Schedule - PGConf.EU 2022
What happens when stack overflow doesn’t have an answer? comparing ST_within & H3 for spatial queries
Room: Berlin 2+3
Who we are & What we do
Blue Sky Analytics is a climate tech startup, building Bloomberg for green data using AI, satellite data & cloud-native technologies. We deal with a lot of large geospatial datasets and run many spatial-temporal queries over them; the spatial join is one of the bottlenecks we encountered with some queries simply failing to resolve.
Our use case
There are some very interesting use cases that we have to build for, eg “if you want to know the number of fires in a particular area during a particular time period aggregated over a sub-area and a temporal bucket” = “All US biomass emissions by state, on a monthly basis over last 5 years”. For this, we have to make complex Spatio-temporal joins to visualize fires across the globe over several years and attribute them to various shapes to build country & province-level estimates on a table that updates daily.
We use timescale & PostGIS to handle temporal and spatial components respectively.

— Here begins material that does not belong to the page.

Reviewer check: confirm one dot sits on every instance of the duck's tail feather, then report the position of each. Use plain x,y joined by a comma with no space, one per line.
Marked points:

While this setup works well for most kinds of queries, but it’s not the best solution out there as we scale. And that’s where the Uber’s H3 comes in!
One very common query we have is “point in polygon”, while the
ST_Within function works but it’s very slow when there are a millions of points & the shapes are complex.
ST_Within is awesome but too slow to scale. It took
ST_Within 1 minute to sort a million points into 28 polygons ( just one country over 1 month). We have 10s of million points & 100s of shapes. Fine-tuning the database by adding more
work_mem and increasing CPU cores did help but barely. There’s only so much brute force you can apply; we knew we had to optimise at the lowest level.
One of our datasets is fire emissions (global, since the year 2012 & roughly 21 million points/year). We need to know where on earth these points lie, more precisely which admin boundaries to attribute to, from country to province level; The simplest way to bucket them spatially was to check each point against each shape using
ST_Within which turned out to be impossibly slow. And even if we pre-computed this, it was still impossible to build that pre-compute.
H3 indexing & pre-computed aggregations. With H3 indexing, we pre-computed the H3 value for each point and poly-filled all the shape polygons with the
h3_polyfill. Then we got two arrays (tables), which could be joined with just an equality operator (=) and it was almost 100X faster than using
ST_Within. The only limit we hit was the amount of data we were working with, which ultimately didn’t fit in the memory and the disk read-writes slowed down the query in real-time analysis.
Integrating the H3 extension into our setup was a bit challenging & also understanding how we could leverage this H3 index correctly. Initially, we thought we could just index the table using the H3 & the spatial query might become faster using it, but we were wrong.
Working with H3 required some trial & error as to what resolution to implement; As it had a major impact on our results in terms of speed and error. If we choose a very high resolution like 9, it took a lot of time to polyfill the polygon, and there were simply more computations to be made. With lower resolution, the points aggregated over a lesser number of grids but it leads to errors in results.
With our use case, we found resolution 7 was acceptable both in terms of speed & accuracy.
Overall, We were successfully able to reduce the time taken by the spatial query drastically. It went from ~ 15 minutes using
ST_Within (for the queries that ran at all) to 30 seconds using h3. We want to share our learnings with the larger PSQL community and help them save on emissions by cutting query times.
Along those lines, we would like to showcase our work with Postgres as a spatial-temporal database with TimescaleDB, PostGIS and H3.